I componimenti di questa raccolta antologica apparentemente non hanno un solo riflesso: nascono da spinte diverse, ma figli di un’unica radice si possono quindi – come l’autore ha fatto – riunire sulla base di somiglianze difficili da descrivere a parole; ma il movimento, la direzione, un impercettibile unisono portano il lettore a trovare un filo conduttore ben saldo. Una consanguineità versificatoria che si esprime tramite un numero relativamente ristretto di chiavi: per esempio il corpo (parola e concetto che torna, neutro e universale, più che condiviso), che talora dorme, talaltra sogna; la luce che segna il limite fra cielo e terra, prima ancora che quello con l’ombra, luce che diventa fuoco, il quale poi l’essere umano chiama amore; il suono come traccia dell’esistenza (vegetale e animale); la verità.

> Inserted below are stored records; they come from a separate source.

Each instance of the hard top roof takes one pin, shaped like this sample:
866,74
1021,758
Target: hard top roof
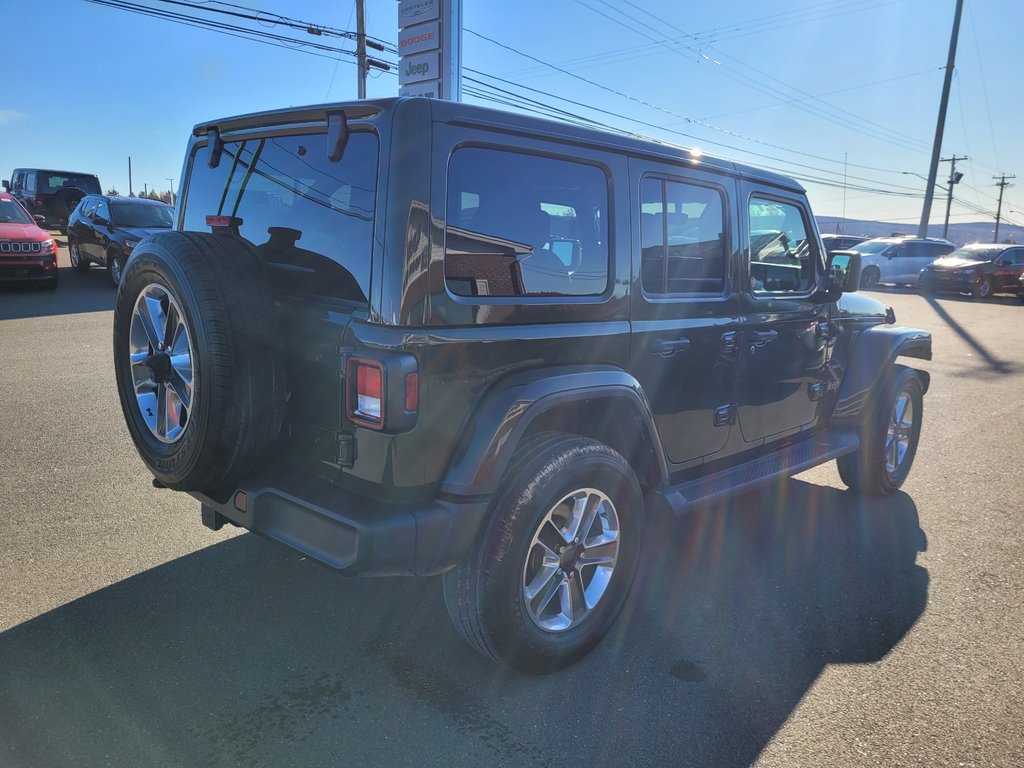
453,112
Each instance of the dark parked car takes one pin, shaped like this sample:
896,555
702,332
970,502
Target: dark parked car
980,269
841,242
27,253
103,230
414,336
52,195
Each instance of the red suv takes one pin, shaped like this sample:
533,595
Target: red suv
27,253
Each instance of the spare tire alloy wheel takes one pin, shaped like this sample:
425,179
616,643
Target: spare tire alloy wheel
161,355
571,559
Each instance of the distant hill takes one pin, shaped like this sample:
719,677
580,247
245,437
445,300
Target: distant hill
975,231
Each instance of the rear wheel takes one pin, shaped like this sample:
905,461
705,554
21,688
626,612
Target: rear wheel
889,439
556,560
869,278
115,266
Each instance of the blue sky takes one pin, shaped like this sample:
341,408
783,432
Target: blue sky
788,84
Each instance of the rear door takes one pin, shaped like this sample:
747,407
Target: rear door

Ed ecco che il voltarsi porta sempre nel suo gesto uno specchio infinito: con l’uomo al centro, uno, o due insieme, o tutti, difficile a dirsi.
Biografia dell'autore
Antonio Bux

Antonio Bux (Foggia, 1982) ha pubblicato, tra l’altro, Trilogia dello zero (Marco Saya 2012), Kevlar (Società Editrice Fiorentina 2015), Naturario (Di Felice 2016; finalista premio Viareggio), Sasso, carta e forbici (Avagliano 2018) e il recente La diga ombra (Nottetempo 2020).
In spagnolo ha pubblicato 23 – fragmentos de alguien (Buenos Aires 2014), El hombre comido (Buenos Aires 2015), Saga familiar de un lobo estepario (Toledo 2018) e in vernacolo foggiano la silloge Lattèssanghe (Le Mezzelane 2018).
Come traduttore ha curato i volumi Finestre su nessuna parte (Gattomerlino Superstripes 2015) di Javier Vicedo Alós, Bernat Metge (Joker 2020) di Lucas Margarit e Contro la Spagna e altri poemi non d’amore (Nessuno editore 2020) di Leopoldo María Panero.
Redattore e rubricista per la rivista Avamposto, ha fondato e dirige il lit-blog Disgrafie e alcune collane per le Marco Saya Edizioni e per l’editrice RPlibri.